The dependence on fossil fuels through petroleum-driven transportation and coal-driven electricity has endured. For example, >90% of energy used in the United States today still comes from non-renewable sources. Although global attention is now focused on clean and renewable sources, much R&D is needed for these alternative energy sources to become mainstream. Technology will play a key role both in improving the efficiency of the current energy ecosystem, and in enabling alternative ideas to transition from exciting research to widespread implementation.
The global energy challenge
Worldwide energy use is growing much faster than supply — certainly fossil-fuel supply — can match. The U.S. Department of Energy projects that worldwide energy use will increase by ~40% from today to almost 700 quadrillion BTUs by 2030.1 This increased demand reflects many factors, including the growing prosperity in emerging nations. For example, China is adding 50–80 GW of electricity-generating capacity every year — roughly the equivalent of the entire grid of England.

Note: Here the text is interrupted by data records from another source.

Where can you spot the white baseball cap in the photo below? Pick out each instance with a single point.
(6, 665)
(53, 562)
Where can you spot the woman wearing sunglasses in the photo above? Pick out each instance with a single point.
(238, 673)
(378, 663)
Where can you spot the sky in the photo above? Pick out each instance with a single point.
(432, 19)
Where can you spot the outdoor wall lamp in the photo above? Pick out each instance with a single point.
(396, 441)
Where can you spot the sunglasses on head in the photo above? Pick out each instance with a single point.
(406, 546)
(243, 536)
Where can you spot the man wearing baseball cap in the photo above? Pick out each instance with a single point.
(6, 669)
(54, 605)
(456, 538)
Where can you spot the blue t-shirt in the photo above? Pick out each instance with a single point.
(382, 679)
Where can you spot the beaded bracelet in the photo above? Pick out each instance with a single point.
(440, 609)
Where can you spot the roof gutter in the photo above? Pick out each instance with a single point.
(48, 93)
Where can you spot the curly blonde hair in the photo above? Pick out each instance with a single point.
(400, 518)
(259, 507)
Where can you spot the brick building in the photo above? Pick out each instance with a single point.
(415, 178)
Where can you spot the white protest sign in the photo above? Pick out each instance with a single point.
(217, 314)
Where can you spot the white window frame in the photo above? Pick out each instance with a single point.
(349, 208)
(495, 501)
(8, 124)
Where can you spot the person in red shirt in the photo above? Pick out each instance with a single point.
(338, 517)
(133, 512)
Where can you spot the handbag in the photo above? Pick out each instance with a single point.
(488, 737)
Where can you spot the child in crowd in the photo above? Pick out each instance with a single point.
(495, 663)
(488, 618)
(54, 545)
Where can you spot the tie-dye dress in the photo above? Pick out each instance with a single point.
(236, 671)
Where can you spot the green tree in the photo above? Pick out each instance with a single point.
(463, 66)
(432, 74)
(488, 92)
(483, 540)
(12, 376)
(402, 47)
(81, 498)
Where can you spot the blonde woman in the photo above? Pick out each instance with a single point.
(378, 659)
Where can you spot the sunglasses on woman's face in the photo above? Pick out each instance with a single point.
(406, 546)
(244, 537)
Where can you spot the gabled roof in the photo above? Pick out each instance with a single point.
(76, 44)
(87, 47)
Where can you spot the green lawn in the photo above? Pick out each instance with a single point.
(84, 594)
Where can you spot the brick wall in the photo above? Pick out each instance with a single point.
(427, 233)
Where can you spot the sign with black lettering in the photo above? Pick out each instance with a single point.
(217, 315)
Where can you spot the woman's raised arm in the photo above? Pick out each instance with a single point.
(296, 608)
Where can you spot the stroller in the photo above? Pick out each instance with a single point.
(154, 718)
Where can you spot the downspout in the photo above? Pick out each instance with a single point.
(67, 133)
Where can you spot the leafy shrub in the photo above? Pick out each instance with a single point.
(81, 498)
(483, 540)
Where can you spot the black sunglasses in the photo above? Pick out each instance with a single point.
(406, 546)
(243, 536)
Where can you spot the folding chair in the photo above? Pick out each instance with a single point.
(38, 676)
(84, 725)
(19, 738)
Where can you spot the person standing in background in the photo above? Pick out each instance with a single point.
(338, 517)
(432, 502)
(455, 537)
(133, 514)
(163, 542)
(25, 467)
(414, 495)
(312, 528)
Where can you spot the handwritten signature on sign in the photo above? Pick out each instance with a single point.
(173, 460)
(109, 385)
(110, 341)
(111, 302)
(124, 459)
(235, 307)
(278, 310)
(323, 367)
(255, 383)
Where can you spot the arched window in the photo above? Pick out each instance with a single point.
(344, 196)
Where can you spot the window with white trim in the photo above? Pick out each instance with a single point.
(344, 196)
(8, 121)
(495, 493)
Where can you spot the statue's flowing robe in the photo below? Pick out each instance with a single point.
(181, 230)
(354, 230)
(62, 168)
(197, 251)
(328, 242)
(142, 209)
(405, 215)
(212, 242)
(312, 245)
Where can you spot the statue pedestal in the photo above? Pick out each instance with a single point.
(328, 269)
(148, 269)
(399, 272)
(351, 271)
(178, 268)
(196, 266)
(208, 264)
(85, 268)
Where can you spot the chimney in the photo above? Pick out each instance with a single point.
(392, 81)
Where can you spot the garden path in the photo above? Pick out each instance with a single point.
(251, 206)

This growth in energy demand creates economic, environmental and foreign policy challenges. Global energy problems demand a global and comprehensive strategy to seek solutions. Such efforts must involve both governmental initiatives and cooperation between industries. Academia and research institutes can also play a key role, since the challenges are difficult and require new, out-of-the-box ideas. Given the magnitude and urgency of the challenge, it is important that these efforts be coordinated to minimize redundancy.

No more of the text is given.